Many of the works in “In The Natural State” are being exhibited for the first time. Many have been restored and stretched for the first time, according to Mr Chabot, in 80-plus years.

“This is really a cool show,” continued Mr Chabot, who is also an artist. “When you see these works in her studio, which is a thing of rustic beauty, it’s perfect.

“The interior looks very Arts and Craft,” he continued. “She was a very Renaissance woman. She made her own frames.”

Mr Chabot actually met Ms Van Vleck years ago. The naturalist Duncan MacDougal visited Mr Chabot’s fifth grade class, and then led the class on a field trip to Flanders Nature Center.

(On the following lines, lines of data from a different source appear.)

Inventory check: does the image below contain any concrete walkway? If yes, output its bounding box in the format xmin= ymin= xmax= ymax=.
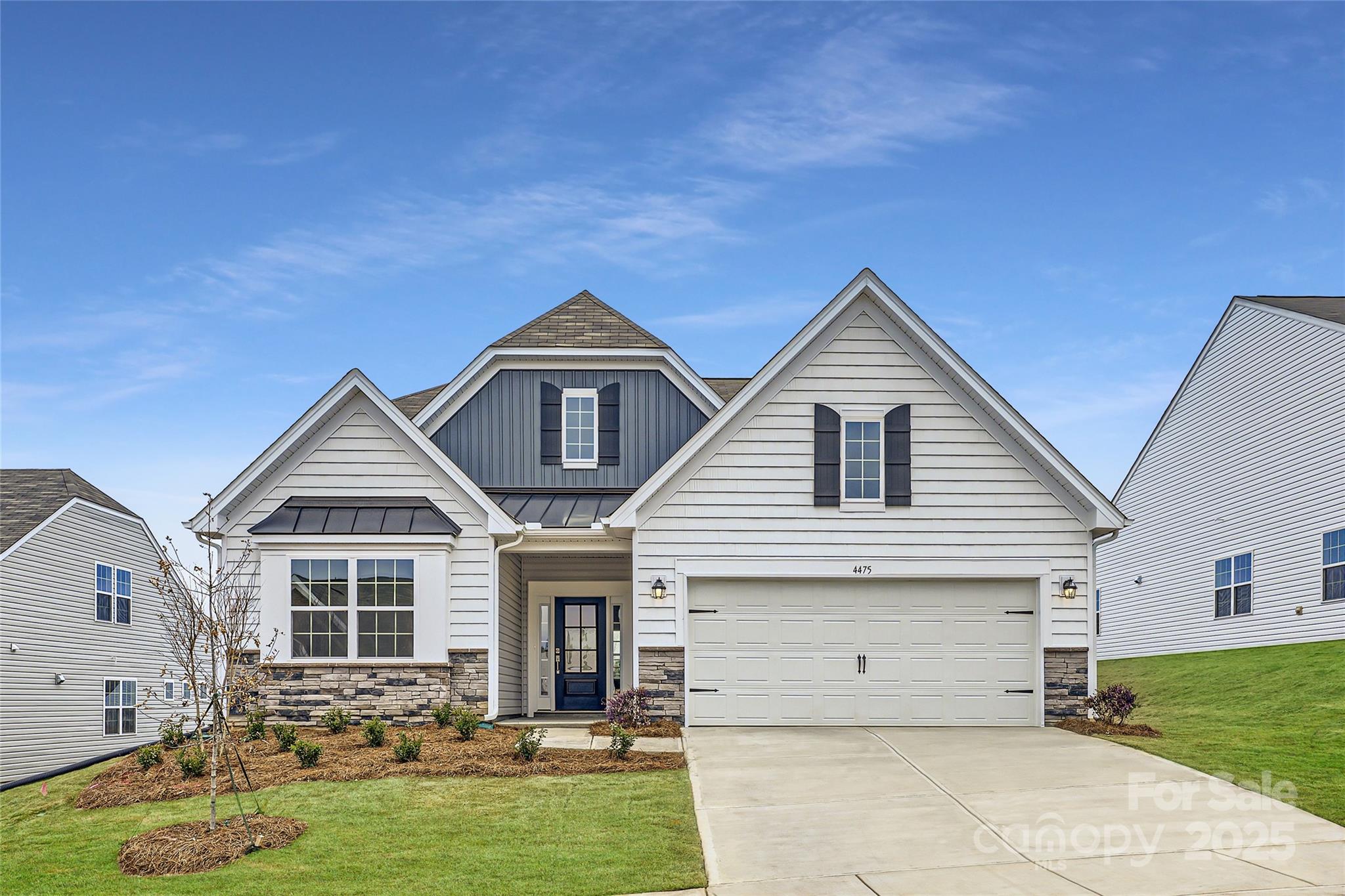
xmin=672 ymin=728 xmax=1345 ymax=896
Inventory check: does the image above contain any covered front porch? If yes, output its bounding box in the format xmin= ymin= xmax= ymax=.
xmin=493 ymin=529 xmax=635 ymax=721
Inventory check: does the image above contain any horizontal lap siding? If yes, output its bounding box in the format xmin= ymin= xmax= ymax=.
xmin=0 ymin=505 xmax=176 ymax=780
xmin=638 ymin=316 xmax=1090 ymax=646
xmin=227 ymin=398 xmax=493 ymax=649
xmin=1097 ymin=307 xmax=1345 ymax=657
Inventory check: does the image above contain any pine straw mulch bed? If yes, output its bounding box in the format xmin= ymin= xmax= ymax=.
xmin=1056 ymin=717 xmax=1164 ymax=738
xmin=76 ymin=725 xmax=686 ymax=809
xmin=117 ymin=815 xmax=308 ymax=877
xmin=589 ymin=719 xmax=682 ymax=746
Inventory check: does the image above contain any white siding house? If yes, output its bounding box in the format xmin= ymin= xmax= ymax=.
xmin=1097 ymin=297 xmax=1345 ymax=658
xmin=0 ymin=470 xmax=180 ymax=783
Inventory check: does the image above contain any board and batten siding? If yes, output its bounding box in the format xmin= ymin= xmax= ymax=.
xmin=0 ymin=503 xmax=181 ymax=780
xmin=1097 ymin=305 xmax=1345 ymax=658
xmin=225 ymin=395 xmax=493 ymax=660
xmin=430 ymin=370 xmax=706 ymax=489
xmin=635 ymin=309 xmax=1091 ymax=646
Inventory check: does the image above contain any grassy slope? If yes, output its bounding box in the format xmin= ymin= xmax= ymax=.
xmin=1097 ymin=641 xmax=1345 ymax=825
xmin=0 ymin=765 xmax=705 ymax=896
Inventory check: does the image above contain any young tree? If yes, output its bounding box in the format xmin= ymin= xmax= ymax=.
xmin=153 ymin=494 xmax=280 ymax=830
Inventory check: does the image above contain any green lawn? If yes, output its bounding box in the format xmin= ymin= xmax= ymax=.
xmin=1097 ymin=641 xmax=1345 ymax=823
xmin=0 ymin=765 xmax=705 ymax=896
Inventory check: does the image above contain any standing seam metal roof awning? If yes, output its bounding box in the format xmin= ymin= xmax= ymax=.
xmin=248 ymin=497 xmax=463 ymax=534
xmin=487 ymin=490 xmax=632 ymax=529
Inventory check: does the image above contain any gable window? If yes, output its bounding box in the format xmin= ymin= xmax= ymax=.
xmin=1322 ymin=529 xmax=1345 ymax=601
xmin=93 ymin=563 xmax=131 ymax=625
xmin=357 ymin=560 xmax=416 ymax=657
xmin=102 ymin=678 xmax=136 ymax=735
xmin=1214 ymin=553 xmax=1252 ymax=618
xmin=289 ymin=560 xmax=349 ymax=658
xmin=841 ymin=421 xmax=882 ymax=502
xmin=561 ymin=388 xmax=597 ymax=467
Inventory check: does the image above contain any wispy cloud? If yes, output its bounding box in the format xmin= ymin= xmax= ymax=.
xmin=253 ymin=131 xmax=340 ymax=165
xmin=699 ymin=20 xmax=1028 ymax=172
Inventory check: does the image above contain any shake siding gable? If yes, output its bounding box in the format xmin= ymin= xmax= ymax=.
xmin=636 ymin=304 xmax=1091 ymax=647
xmin=1097 ymin=305 xmax=1345 ymax=658
xmin=226 ymin=395 xmax=491 ymax=656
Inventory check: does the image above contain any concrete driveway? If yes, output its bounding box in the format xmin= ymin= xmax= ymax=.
xmin=686 ymin=728 xmax=1345 ymax=896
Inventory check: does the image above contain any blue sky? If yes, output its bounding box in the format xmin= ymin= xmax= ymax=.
xmin=0 ymin=3 xmax=1345 ymax=538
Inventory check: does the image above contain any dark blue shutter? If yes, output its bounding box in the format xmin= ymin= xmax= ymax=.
xmin=812 ymin=404 xmax=841 ymax=507
xmin=882 ymin=404 xmax=910 ymax=507
xmin=539 ymin=383 xmax=561 ymax=463
xmin=597 ymin=383 xmax=621 ymax=466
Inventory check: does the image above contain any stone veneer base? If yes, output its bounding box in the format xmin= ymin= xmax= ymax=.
xmin=258 ymin=650 xmax=488 ymax=724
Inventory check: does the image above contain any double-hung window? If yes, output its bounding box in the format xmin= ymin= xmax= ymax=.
xmin=93 ymin=563 xmax=131 ymax=626
xmin=561 ymin=388 xmax=597 ymax=467
xmin=289 ymin=560 xmax=349 ymax=660
xmin=841 ymin=421 xmax=882 ymax=503
xmin=102 ymin=678 xmax=136 ymax=735
xmin=1214 ymin=553 xmax=1252 ymax=618
xmin=1322 ymin=529 xmax=1345 ymax=601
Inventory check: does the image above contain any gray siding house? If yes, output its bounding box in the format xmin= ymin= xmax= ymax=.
xmin=0 ymin=470 xmax=181 ymax=783
xmin=187 ymin=276 xmax=1126 ymax=725
xmin=1096 ymin=295 xmax=1345 ymax=658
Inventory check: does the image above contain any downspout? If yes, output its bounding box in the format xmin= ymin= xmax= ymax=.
xmin=484 ymin=525 xmax=526 ymax=720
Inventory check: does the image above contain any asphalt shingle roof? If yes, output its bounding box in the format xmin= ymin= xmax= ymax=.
xmin=0 ymin=469 xmax=137 ymax=551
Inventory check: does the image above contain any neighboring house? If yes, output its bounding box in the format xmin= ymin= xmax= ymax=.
xmin=0 ymin=470 xmax=183 ymax=782
xmin=1096 ymin=295 xmax=1345 ymax=658
xmin=188 ymin=270 xmax=1126 ymax=725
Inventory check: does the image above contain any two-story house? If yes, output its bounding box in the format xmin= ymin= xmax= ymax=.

“She was a character,” laughed Mr Chabot. “We didn’t know quite what to make of her. She was in her mid-60s by then, dressed like a man in her tweed jacket and even looking a little like a man with her short gray hair.

“She was a feminist,” he added admiringly. “She was ahead of her time. She was a very forward-looking painter.”

Although Cubism was well established during the 1920s and he was meeting Ms Van Vleck four decades later, Mr Chabot says “it still was an act of courage for her to paint in this manner.

“I’m not a chauvinist,” he says quickly. “But the women were very much in the minority in the art world and I’m just pointing that out.”

The exhibition’s dates, which originally had the exhibition closing at the end of this month, have been extended to September 30.

“This gives the public more time to see these paintings [before they] go back into private collections or storage,” Mr Chabot said this week. “It is the first and last time for quite a time they will be seen together, except for the new catalog.”

“In The Natural State: The Nude in the Art of Natalie Van Vleck” can be viewed Monday through Friday between 10 am and 5 pm until September 30. The Flanders Nature Center Studio Welcome Center is at the corner of Flanders and Church Hill roads. Call 203-263-3711 for additional information.